Reading Files

Imagine you have a file that contains the following text:

This is an example file.
It has several lines of text.
Nothing terribly interesting.

You can read and print every line in this file using the following code:

file = open('example.txt')

for line in file:
    print(line)

file.close()

When you call open('example.txt'), this will open a file in the same directory as the script you are writing. The open() function returns a file object, which we store in the file variable.

After you open the file, you can iterate over all of its lines using:

for line in file

You then have to remember to close the file, with file.close().

A better way to open files

A better way to open files uses the with keyword:

with open('example.txt') as file:
    for line in file:
        print(line)

This code does the same thing! It opens the file in example.txt, sets the file variable to be a file object that can read this file, and then uses for line in file to iterate over the lines in the file.

An important feature of this syntax is that the file is automatically closed when you finish the with block. We will use this syntax in class because having the file be automatically closed is helpful.

Iteration

We previously saw iteration with lists. Remember:

numbers = [2, 23, 17, 75]
for number in numbers:
    print(number*2)

Iteration over the lines of a file uses the same for ... in statement:

with open('example.txt') as file:
    for line in file:
        print(line)

Getting all the lines in a file

This is a useful function that we will reuse throughout the course:

def get_lines(filename):
    with open(filename) as file:
        lines = []
        for line in file:
            lines.append(line)
        return lines

This function collects all the lines in the file into a list and then returns that list. If you call it:

print(get_lines('example.txt'))

You will see this output:

['This is an example file.\n', 'It has several lines of text.\n', 'Nothing terribly interesting.\n']

Notice that each line has a newline character at the end, \n. A file is just a long string of characters! The only thing that indicates a new line is the newline character.

We can write a shorter version of get_lines() as follows:

def get_lines(filename):
    with open(filename) as file:
        return list(file)

Because a file is iterable (we can use for ... in to loop over the lines), the list() function will, in one step, collect all of the lines into a list.

Split

We can take any string and split it into a list. For example:

long_string = "this is a string containing several words"
result = long_string.split()
print(result)

This will print:

['this', 'is', 'a', 'string', 'containing', 'several', 'words']

You can do this when reading a file, because the lines in a file are just a string. For example, imagine we have a file called input.txt that contains the following:

5 6 3
2 7 10
5 2 1

We can split and then print these lines like this:

def split_lines(input_file):
    with open(input_file) as infile:
        for line in infile:
            words = line.split()
            print(words)


split_lines('input.txt')

This will print:

['5', '6', '3']
['2', '7', '10']
['5', '2', '1']

Converting to integers

When we read numbers from a file, they are read as strings. See the above example, showing that each number, such as 5, is a string.

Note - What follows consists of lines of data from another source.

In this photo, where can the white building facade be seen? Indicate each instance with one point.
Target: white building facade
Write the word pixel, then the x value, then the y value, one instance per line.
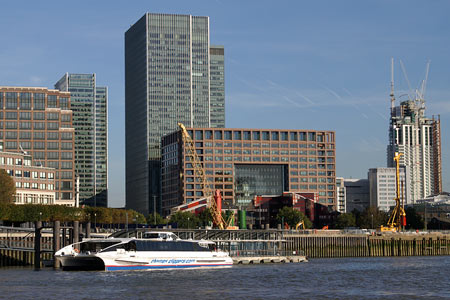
pixel 383 187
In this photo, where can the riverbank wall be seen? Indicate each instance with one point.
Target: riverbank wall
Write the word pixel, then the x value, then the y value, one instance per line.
pixel 17 249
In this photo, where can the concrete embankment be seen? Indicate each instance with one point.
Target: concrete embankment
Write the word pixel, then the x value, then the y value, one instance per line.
pixel 321 246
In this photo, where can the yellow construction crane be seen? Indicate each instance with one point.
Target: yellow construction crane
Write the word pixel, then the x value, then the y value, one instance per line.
pixel 398 215
pixel 189 148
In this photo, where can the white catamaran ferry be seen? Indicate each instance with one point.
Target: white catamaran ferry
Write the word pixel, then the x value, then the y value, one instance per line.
pixel 154 250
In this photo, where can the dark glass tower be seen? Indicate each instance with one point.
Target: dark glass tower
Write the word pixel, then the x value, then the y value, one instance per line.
pixel 167 80
pixel 89 106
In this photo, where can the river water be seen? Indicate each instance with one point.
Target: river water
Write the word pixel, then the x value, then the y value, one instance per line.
pixel 342 278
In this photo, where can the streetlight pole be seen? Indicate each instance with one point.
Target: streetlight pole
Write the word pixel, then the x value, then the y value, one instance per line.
pixel 372 221
pixel 154 209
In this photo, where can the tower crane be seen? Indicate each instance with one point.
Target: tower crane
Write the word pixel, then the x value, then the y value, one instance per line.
pixel 398 215
pixel 216 203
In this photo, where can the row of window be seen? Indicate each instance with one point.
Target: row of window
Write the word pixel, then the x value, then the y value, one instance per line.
pixel 34 185
pixel 31 125
pixel 39 145
pixel 262 135
pixel 30 174
pixel 17 161
pixel 14 100
pixel 25 115
pixel 37 135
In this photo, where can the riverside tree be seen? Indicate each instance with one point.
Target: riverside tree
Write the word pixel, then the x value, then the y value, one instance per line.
pixel 7 187
pixel 345 220
pixel 292 217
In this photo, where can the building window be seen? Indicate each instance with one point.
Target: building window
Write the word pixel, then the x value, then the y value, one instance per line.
pixel 52 101
pixel 275 136
pixel 256 135
pixel 218 134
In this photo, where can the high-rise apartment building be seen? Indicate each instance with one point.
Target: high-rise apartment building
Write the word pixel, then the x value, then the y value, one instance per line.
pixel 217 86
pixel 245 163
pixel 89 104
pixel 171 75
pixel 357 194
pixel 341 195
pixel 418 139
pixel 34 184
pixel 38 121
pixel 383 187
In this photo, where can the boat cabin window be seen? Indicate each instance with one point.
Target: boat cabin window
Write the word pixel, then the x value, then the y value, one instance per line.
pixel 142 245
pixel 94 246
pixel 130 246
pixel 160 235
pixel 150 235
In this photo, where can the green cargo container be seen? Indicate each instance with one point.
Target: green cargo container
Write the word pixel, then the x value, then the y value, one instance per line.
pixel 242 219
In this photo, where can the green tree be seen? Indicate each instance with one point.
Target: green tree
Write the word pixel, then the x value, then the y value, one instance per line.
pixel 185 220
pixel 292 217
pixel 345 220
pixel 7 187
pixel 413 219
pixel 206 217
pixel 372 217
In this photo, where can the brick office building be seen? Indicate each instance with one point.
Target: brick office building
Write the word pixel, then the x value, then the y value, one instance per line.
pixel 243 163
pixel 39 121
pixel 34 185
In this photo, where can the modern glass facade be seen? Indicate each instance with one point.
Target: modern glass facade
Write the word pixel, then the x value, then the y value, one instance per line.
pixel 89 105
pixel 38 121
pixel 252 180
pixel 418 139
pixel 217 83
pixel 167 80
pixel 242 163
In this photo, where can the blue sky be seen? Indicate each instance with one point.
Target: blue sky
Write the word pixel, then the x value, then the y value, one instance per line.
pixel 289 64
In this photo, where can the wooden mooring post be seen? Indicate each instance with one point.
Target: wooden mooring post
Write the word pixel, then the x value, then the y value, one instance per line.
pixel 37 245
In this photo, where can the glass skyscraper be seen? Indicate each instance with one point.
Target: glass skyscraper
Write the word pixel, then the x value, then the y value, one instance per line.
pixel 89 106
pixel 171 75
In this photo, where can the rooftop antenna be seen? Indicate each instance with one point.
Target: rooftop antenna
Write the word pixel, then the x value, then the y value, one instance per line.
pixel 424 84
pixel 392 86
pixel 407 80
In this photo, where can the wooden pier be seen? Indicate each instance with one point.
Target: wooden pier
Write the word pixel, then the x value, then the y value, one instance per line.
pixel 17 248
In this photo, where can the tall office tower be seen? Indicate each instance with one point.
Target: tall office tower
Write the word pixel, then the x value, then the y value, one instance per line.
pixel 89 104
pixel 168 79
pixel 217 83
pixel 245 163
pixel 357 194
pixel 340 195
pixel 38 122
pixel 418 139
pixel 383 187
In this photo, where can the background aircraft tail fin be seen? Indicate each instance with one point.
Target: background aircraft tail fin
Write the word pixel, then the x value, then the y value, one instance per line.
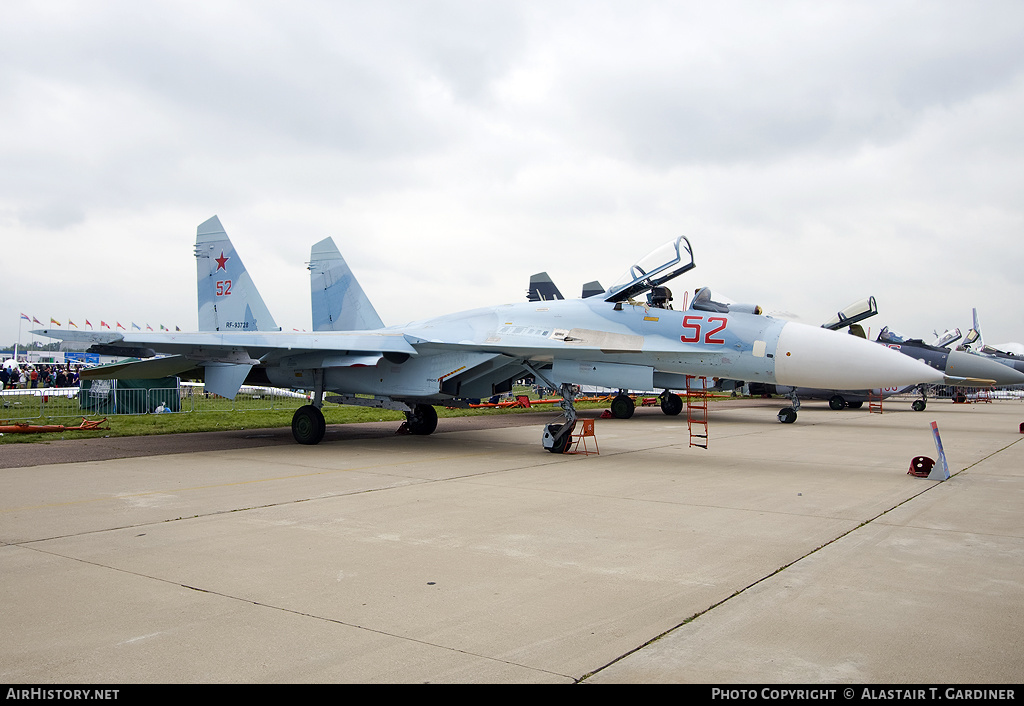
pixel 338 301
pixel 227 298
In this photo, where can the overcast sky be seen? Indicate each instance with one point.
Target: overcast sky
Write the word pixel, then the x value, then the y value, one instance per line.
pixel 814 153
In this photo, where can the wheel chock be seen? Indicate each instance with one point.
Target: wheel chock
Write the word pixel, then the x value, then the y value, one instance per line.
pixel 921 466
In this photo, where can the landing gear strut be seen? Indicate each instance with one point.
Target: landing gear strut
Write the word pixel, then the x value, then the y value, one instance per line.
pixel 672 404
pixel 556 437
pixel 308 426
pixel 623 406
pixel 422 420
pixel 787 415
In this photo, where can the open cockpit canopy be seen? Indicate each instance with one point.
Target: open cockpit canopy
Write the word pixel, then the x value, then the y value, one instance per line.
pixel 663 264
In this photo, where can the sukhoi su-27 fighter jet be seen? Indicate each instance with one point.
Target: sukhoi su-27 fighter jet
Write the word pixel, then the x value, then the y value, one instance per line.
pixel 613 339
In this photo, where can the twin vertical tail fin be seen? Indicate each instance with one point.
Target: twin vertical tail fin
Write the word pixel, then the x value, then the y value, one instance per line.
pixel 227 298
pixel 338 301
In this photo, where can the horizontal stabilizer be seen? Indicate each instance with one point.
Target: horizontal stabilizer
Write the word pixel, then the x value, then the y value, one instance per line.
pixel 225 378
pixel 338 301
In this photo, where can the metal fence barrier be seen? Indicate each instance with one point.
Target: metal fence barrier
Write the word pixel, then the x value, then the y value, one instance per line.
pixel 16 405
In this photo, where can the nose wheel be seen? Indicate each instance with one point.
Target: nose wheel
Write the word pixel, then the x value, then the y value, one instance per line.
pixel 556 437
pixel 787 415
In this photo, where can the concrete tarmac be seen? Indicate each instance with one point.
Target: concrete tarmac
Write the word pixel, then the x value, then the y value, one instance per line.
pixel 780 554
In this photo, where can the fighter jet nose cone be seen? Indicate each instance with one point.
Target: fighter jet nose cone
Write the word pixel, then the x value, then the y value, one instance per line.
pixel 810 357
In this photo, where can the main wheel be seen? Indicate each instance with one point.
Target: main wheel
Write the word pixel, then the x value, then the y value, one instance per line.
pixel 623 407
pixel 787 415
pixel 307 425
pixel 672 404
pixel 422 420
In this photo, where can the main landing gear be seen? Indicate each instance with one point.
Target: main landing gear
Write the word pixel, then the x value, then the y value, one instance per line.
pixel 556 437
pixel 422 420
pixel 308 425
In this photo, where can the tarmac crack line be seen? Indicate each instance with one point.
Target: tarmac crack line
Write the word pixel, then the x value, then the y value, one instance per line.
pixel 786 566
pixel 301 614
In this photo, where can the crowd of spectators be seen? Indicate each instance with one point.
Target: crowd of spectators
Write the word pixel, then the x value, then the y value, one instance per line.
pixel 28 375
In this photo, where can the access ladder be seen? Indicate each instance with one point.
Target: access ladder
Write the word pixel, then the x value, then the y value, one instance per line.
pixel 696 411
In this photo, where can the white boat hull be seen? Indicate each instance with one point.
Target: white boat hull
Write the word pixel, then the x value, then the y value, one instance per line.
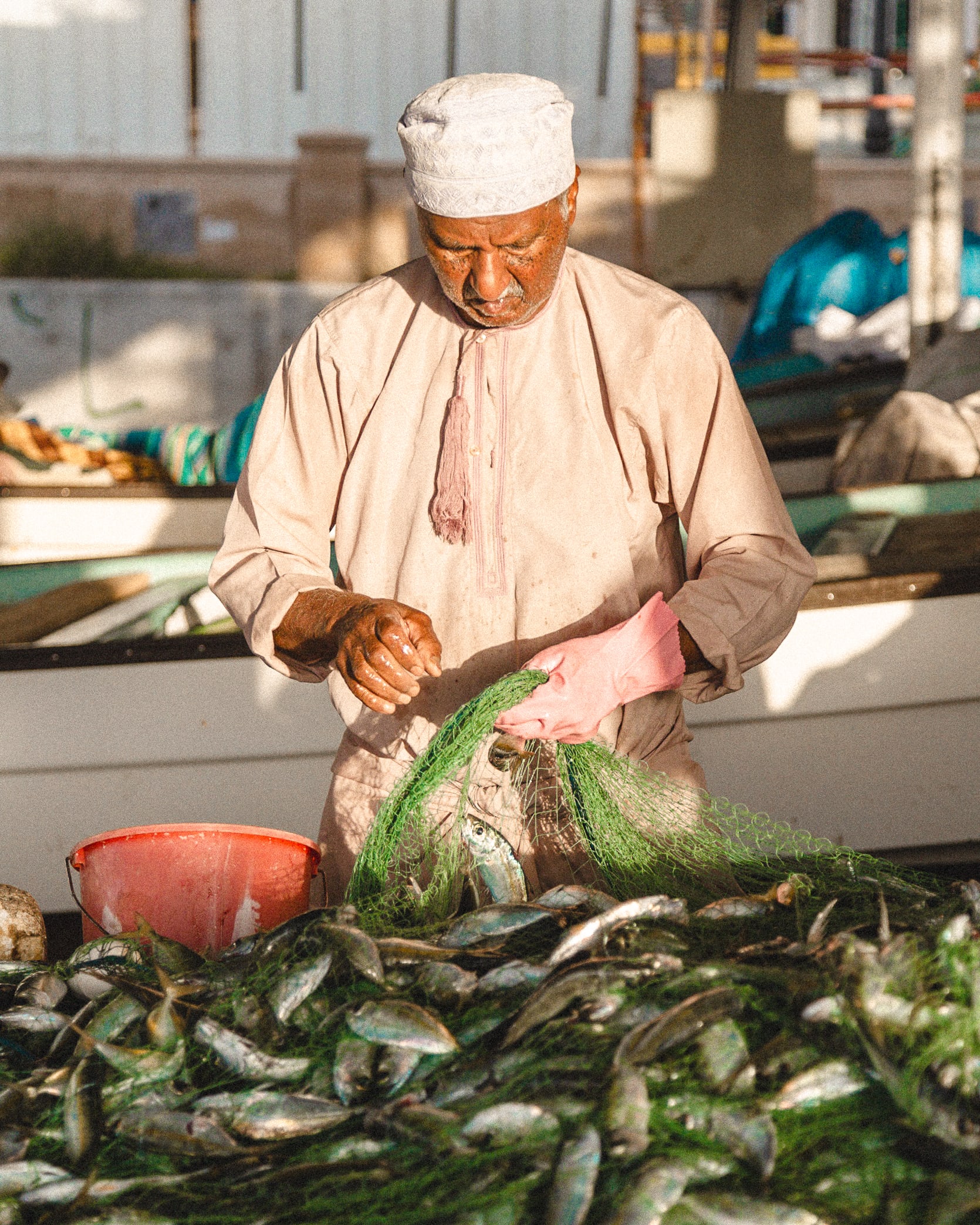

If we want to calculate something with these numbers, we need to convert them to integers first. We can do this with the int() function. For example:

a = '5'
num = int(a)
print(num + 5)

This will print:

We cannot do this without first converting a to an integer using int(). If we tried to add 5 to a, this would result in an error because we can’t add an integer to a string.

We can do this with an entire file of numbers as well. Using our same input.txt from above, we can add 2 to all of the numbers in the file:

def get_lines(filename):
    with open(filename) as file:
        return list(file)


def add_2_and_print(line):
    words = line.split()
    for word in words:
        print(int(word) + 2)


def increment_by_2(input_file):
    lines = get_lines(input_file)
    for line in lines:
        add_2_and_print(line)


increment_by_2('input.txt')

This will print:

Converting to floats

We can likewise convert a string to a float:

a = '5.3'
num = float(a)
print(num + 5)

This will print:

10.3

Example

Here is an example that covers many of these concepts. We want to compute the mean of every line in a file. We have a data file called data.txt that contains:

1 2 3 4 5
4 5 6 7 8
9 10 11 12 13

We need to read each line, compute the mean, and then print it out. Here is one solution:

def get_lines(filename):
    """Returns a list of the lines in the file."""
    with open(filename) as file:
        return list(file)

def get_numbers(line):
    """Parses out the integers in `line` into a list.
    """
    tokens = line.split()
    numbers = []
    for token in tokens:
        numbers.append(int(token))
    return numbers

def average(numbers):
    """Computes the average of a list of numbers
    """
    total = 0
    for number in numbers:
        total = total + number
    return total / len(numbers)

def print_means(filename):
    """Prints the average value for each line in the file."""
    for line in get_lines(filename):
        numbers = get_numbers(line)
        ave = average(numbers)
        print(ave)

filename = 'data.txt'
print_means(filename)

If you look at just the print_means() function, you can see the entire logic of the program:

loop through all of the lines in a file
for each line
- convert the line into a list of numbers
- compute the average of that list of numbers
- print the average

As you decompose problems, start with the big picture, like this. You should already have a get_lines() function. Then write and test the first function, get_numbers() Once that is working, write and test the average() function.